Granted, as with any box set, there is a lot of music to be approached in one sitting, but the playing is so seamless it is hardly noticeable. Through this set, one can see that the innovations of Monk, Herbie Nichols, Cecil Taylor and their ilk did not go unrecognized, though the freedom attained was not an unbridled "collective call" but that of understanding the complexity of the obvious. =

Steve Lacy
The Beat Suite
Universal/Sunnyside
2003

The fusion of jazz with poetry, even Beat poetry, is nothing new. LeRoi Jones read alongside the music of the New York Art Quartet and the Albert Ayler-Sunny Murray juggernaut in the mid '60s, and lesser known reciters have graced classic sides by Murray, Muhal Richard Abrams and others. But Steve Lacy's setting of poems by William Burroughs, Allen Ginsberg, Jack Spicer and others is of a decidedly different ilk, for rather than providing free-time backing for recitations, Lacy and his band attempt integrated settings for these poems as lyrics in a unique classical vocal-jazz hybrid.

On the surface, The Beat Suite appears similar to the moody tone poetry of such albums as The Way (hatHUT, 1980), with two horns, voice, and rhythm. Lacy is joined here by trombonist George Lewis, bassist Jean-Jacques Avenel and drummer John Betsch. Irene Aebi sticks to vocals, rather than adding her cello or violin to the mix. Unlike previous works, Aebi's vocals are strictly limited to thematic bookends; the poems are the heads of the tunes (the music matching the lyrical cadences) and the improvisations follow without vocal contribution.

Though the pieces are themselves rather concise, in a way this creates a less integrated performance. Despite the unity of the lyrics and music in the themes, their separateness from the improvisation at hand makes them too disparate to even qualify as mini-suites, and the cadences are often too fast (or Aebi's voice too indecipherable) for the words to have much impact of their own. Of course, some of these meetings work better than others; Lew Welch's "A Ring of Bone" and Robert Creeley's "Jack's Blues" are given particularly appropriate treatments, the former's cyclical thematic material hitting on the mark the Taoist implications of the poem (and much Beat poetry). However, Lacy's music by nature doesn't really approach the despair inherent in the work of Ginsberg et al. The alienation expressed by these writers as part of the postwar, McCarthyist milieu doesn't necessarily jibe with the bright, quirky affairs that mark Lacy's style.

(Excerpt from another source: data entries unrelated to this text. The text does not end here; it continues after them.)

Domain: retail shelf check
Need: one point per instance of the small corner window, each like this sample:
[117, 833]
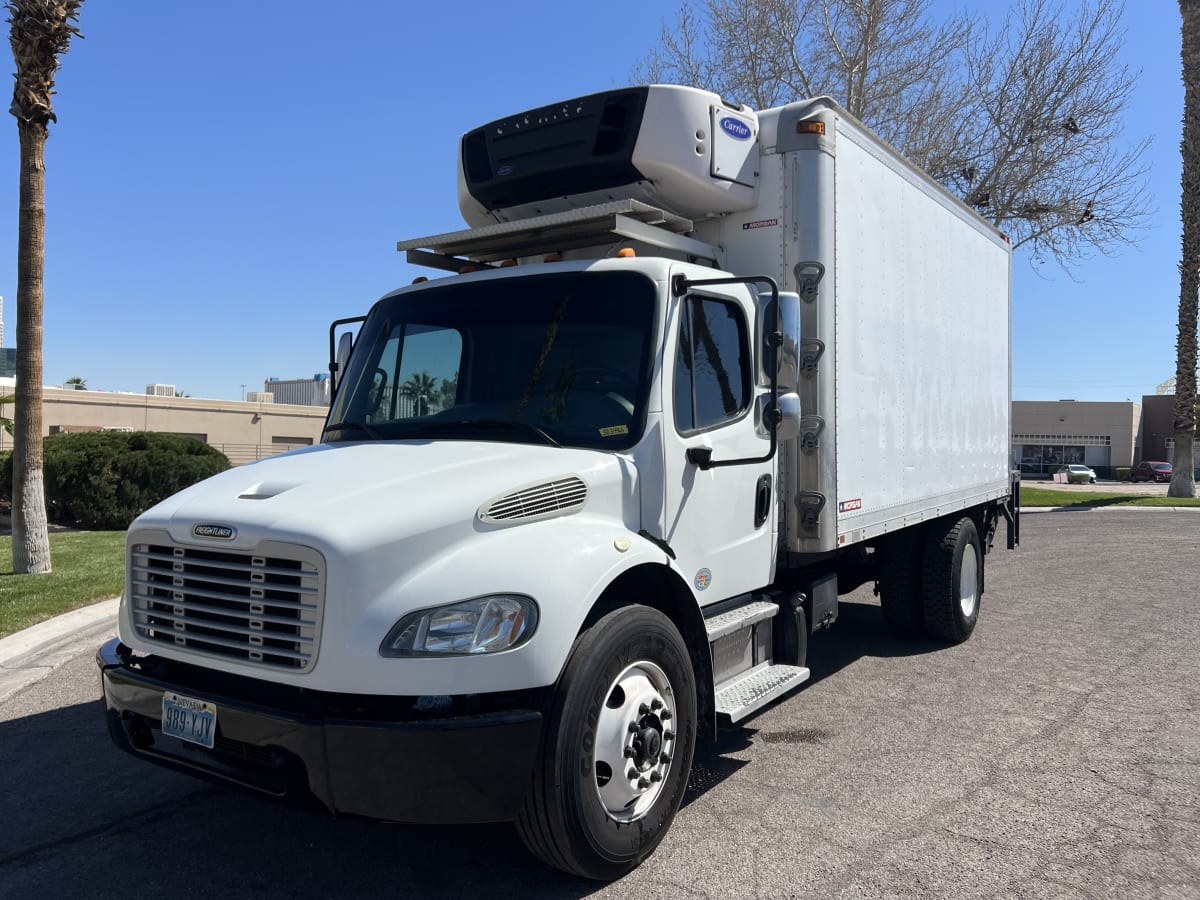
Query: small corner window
[712, 378]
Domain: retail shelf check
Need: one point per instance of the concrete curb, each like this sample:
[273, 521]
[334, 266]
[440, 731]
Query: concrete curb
[30, 655]
[34, 653]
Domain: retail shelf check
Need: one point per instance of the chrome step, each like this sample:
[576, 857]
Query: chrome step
[755, 689]
[738, 618]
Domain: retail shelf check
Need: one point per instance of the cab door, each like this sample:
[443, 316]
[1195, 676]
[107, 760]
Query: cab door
[719, 521]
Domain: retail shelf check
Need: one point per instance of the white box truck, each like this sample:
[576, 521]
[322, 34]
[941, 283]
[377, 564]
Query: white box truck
[695, 371]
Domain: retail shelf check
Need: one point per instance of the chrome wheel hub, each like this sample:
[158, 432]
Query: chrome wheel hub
[634, 741]
[969, 581]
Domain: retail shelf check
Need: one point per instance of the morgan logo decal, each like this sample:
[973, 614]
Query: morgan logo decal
[736, 129]
[223, 533]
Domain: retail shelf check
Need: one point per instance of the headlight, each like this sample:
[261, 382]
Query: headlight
[486, 624]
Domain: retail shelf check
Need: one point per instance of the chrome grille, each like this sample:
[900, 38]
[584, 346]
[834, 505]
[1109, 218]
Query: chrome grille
[263, 609]
[541, 501]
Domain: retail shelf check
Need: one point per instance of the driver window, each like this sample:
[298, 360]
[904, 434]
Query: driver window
[712, 378]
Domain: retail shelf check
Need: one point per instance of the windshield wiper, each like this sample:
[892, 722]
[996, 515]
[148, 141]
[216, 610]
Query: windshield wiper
[492, 425]
[353, 424]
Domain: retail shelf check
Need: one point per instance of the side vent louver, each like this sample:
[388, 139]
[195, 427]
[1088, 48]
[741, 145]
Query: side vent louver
[545, 499]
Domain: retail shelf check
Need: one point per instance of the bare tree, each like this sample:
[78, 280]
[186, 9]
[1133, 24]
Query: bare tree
[41, 33]
[1183, 477]
[1020, 119]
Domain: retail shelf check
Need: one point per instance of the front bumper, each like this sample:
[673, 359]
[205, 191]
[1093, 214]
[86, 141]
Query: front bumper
[364, 756]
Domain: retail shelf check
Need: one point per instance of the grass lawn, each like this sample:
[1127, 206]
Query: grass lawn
[1049, 497]
[87, 567]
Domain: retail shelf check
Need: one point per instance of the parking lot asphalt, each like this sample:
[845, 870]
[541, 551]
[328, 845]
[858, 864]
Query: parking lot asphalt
[1055, 754]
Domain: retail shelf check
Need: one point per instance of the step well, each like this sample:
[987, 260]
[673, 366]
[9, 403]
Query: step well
[751, 691]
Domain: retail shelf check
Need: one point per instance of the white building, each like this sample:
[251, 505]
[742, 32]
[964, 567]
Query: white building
[299, 391]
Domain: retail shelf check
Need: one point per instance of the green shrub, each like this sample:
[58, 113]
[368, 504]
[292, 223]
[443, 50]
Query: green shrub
[105, 479]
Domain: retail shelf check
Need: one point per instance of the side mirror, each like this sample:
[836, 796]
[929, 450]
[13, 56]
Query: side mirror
[345, 345]
[786, 359]
[787, 409]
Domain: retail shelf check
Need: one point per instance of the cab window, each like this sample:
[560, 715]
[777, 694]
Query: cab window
[712, 378]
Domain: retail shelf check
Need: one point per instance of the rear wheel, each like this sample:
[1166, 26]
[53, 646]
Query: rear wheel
[617, 748]
[952, 580]
[899, 574]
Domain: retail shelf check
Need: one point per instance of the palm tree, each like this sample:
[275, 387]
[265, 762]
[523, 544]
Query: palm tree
[5, 421]
[421, 388]
[1183, 478]
[41, 33]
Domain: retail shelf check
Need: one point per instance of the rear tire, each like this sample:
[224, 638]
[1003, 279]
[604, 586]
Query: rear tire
[953, 580]
[617, 748]
[899, 573]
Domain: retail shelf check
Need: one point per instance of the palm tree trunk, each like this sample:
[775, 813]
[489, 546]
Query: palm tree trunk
[1183, 478]
[30, 533]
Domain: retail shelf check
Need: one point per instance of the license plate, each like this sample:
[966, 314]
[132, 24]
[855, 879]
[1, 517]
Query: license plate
[189, 719]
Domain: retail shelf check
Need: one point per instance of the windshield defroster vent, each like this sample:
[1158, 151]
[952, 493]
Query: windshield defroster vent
[544, 499]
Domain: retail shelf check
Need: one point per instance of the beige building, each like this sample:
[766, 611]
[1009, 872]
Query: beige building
[1057, 432]
[243, 431]
[1045, 433]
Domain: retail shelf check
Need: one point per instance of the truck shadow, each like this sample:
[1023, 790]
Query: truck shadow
[859, 631]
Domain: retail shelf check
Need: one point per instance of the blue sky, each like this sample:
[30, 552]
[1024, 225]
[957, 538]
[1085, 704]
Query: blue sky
[227, 178]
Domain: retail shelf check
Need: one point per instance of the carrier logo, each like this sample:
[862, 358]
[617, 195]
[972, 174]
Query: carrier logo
[736, 129]
[223, 533]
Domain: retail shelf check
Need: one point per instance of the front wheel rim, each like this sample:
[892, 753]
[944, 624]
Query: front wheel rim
[635, 742]
[969, 581]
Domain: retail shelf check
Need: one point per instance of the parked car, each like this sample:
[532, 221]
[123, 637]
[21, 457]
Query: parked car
[1078, 474]
[1151, 471]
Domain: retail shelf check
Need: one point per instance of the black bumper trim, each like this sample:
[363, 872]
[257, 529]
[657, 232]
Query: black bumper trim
[438, 771]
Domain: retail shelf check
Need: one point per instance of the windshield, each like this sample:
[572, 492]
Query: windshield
[552, 359]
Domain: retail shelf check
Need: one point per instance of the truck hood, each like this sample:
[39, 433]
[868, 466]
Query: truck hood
[345, 498]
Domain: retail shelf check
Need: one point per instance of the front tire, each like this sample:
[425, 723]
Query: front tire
[953, 580]
[617, 748]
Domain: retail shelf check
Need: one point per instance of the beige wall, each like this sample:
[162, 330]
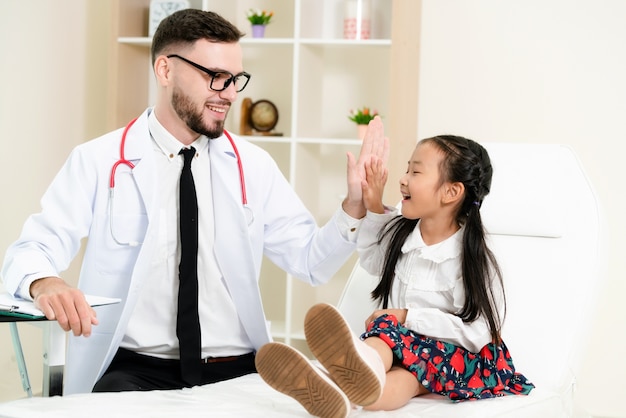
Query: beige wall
[492, 70]
[549, 72]
[53, 76]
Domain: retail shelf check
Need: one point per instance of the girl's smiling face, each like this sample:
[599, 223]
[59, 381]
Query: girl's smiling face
[422, 186]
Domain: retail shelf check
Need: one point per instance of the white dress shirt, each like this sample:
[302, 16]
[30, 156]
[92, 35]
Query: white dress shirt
[428, 282]
[152, 327]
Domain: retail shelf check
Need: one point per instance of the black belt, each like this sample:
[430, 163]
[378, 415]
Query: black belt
[209, 360]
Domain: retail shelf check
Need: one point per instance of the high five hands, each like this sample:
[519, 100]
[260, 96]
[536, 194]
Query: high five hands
[374, 150]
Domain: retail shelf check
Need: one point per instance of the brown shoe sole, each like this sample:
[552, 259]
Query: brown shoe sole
[330, 340]
[289, 372]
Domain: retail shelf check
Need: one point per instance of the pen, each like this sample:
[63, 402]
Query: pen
[8, 308]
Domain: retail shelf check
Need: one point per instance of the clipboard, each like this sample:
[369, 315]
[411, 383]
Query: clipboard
[25, 309]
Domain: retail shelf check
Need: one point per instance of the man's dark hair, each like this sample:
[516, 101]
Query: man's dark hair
[185, 27]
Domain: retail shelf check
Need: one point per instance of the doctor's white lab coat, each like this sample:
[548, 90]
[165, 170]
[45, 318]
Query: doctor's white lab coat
[76, 205]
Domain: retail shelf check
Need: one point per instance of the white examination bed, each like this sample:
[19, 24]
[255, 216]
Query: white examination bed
[545, 228]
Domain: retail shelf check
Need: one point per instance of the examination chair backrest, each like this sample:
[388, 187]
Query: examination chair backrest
[545, 228]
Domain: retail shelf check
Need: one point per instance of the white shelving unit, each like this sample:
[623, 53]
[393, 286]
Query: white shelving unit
[314, 77]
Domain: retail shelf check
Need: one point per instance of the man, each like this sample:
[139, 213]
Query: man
[127, 206]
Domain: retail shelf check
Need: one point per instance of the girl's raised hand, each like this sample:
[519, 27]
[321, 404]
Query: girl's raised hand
[374, 185]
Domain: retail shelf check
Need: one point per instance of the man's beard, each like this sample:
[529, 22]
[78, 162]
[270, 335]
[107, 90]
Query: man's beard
[185, 110]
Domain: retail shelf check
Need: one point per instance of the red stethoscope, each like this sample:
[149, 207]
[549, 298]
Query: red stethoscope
[123, 161]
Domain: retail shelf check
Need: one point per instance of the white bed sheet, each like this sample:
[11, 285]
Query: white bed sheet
[249, 396]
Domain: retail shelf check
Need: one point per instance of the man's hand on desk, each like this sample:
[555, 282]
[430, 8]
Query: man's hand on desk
[65, 304]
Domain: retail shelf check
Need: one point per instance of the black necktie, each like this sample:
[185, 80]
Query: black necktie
[188, 324]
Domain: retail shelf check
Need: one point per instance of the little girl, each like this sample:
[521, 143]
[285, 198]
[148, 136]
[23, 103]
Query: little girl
[440, 290]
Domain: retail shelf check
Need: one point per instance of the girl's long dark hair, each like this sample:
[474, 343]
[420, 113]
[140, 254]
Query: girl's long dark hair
[467, 162]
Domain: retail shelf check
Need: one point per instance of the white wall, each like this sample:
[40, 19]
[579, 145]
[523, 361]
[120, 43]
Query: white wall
[492, 70]
[50, 55]
[547, 71]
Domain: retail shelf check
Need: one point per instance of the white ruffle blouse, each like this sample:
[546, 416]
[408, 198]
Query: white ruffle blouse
[428, 282]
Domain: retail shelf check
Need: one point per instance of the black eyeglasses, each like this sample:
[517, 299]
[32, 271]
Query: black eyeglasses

The Beat Suite is, despite shortcomings, another notch in Lacy's cap. Although Avenel and Betsch sometimes sound a bit leaden, the Lacy bounce comes through all of it, and Lewis' playing is a revelation. Also, one's appreciation for classical vocals in general will probably dictate how much interest Aebi garners here. The album itself is not entirely failed or successful; the music is well-executed and refined, but the way in which the poems are set, though interesting in concept, is not quite up to other efforts.